Turkey’s manufacturing PMI dips further into contraction in May

Turkey’s manufacturing PMI dips further into contraction in May
By bne IntelliNews June 1, 2018

Turkey’s Manufacturing Purchasing Managers' Index (PMI) dropped further into the red falling from 48.9 in April to 46.4 in May – its lowest level since April 2009, IHS Markit said on June 1.

Any result below 50 means a contraction.

The PMI has been over the 50 no-change mark for 13 months in a row from March 2017 to March 2018, after spending the preceding 12 months below 50.

The May data pointed to a contraction in the economy many have feared following the currency volatility of recent weeks, which has continued for a second month. The manufacturing PMI showed its first negative result earlier this year in February and April.

The index was at 55.7 in January - the highest level recorded since March 2011 - before posting sharp declines in the following four months about when the current currency crisis began.

“The headline PMI figure signalled that the manufacturing sector struggled with more challenging business conditions in May. Slowdowns in output and new orders were evidence of this, with firms deciding to slowdown recruitment activities as a result. Meanwhile, an uptick in cost pressures led to a hike in output prices”, Gabriella Dickens, an economist at IHS Markit, said of the latest data.
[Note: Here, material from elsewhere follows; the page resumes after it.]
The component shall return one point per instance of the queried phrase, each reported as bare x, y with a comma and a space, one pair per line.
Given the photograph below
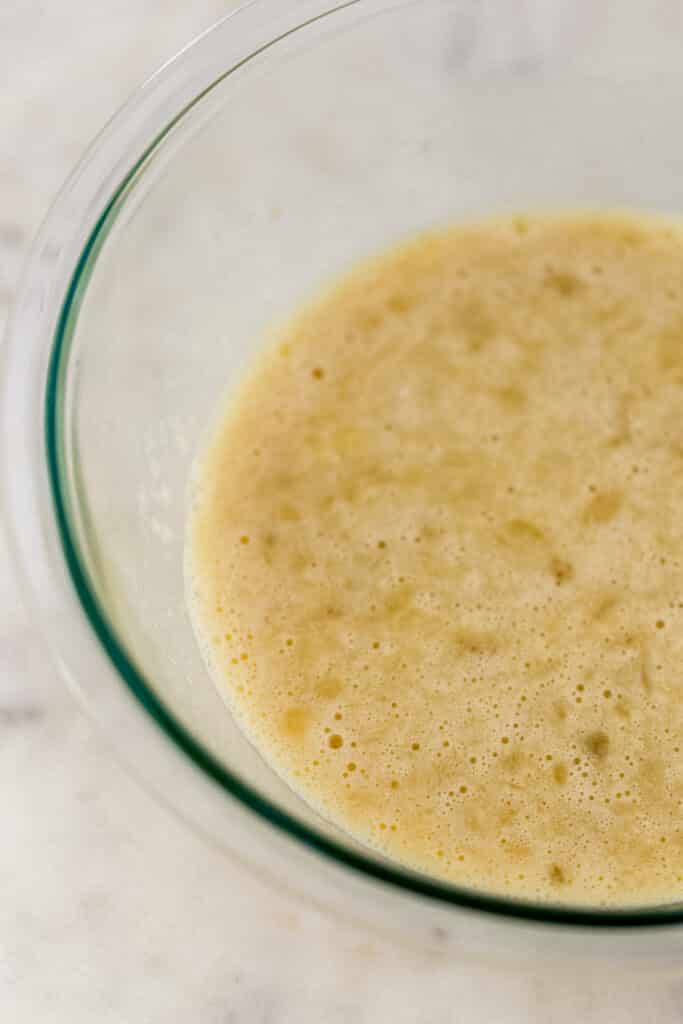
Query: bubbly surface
434, 556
Similar warning signs can be seen in the industrial production numbers. Turkey’s calendar-adjusted industrial production index gained 7.6% y/y in March, slowing for the third consecutive month, data from national statistics office TUIK showed on May 16. A 13.7% y/y rise was posted in December and annual growth rate has been declining since then.

Industrial production in Turkey was growing for an uninterrupted 18 months from October 2016 to March 2018. It peaked with the 14.7% gain seen last July due to the base effect caused by the failed coup attempt in July 2016.

Average annual industrial production growth quickened to 8.9% in 2017 from 3.4% in 2016, according to TUIK’s revised series of data. The previous data set pointed to average annual industrial production growth of 6.3% in 2017 and 1.8% in 2016.

Fears that Turkey’s economy is overheating intensified on March 29 as fourth quarter GDP growth for last year came in at 7.3% y/y with the full-year 2017 expansion given as 7.4% after 3Q GDP was revised up 0.2pp to 11.3%.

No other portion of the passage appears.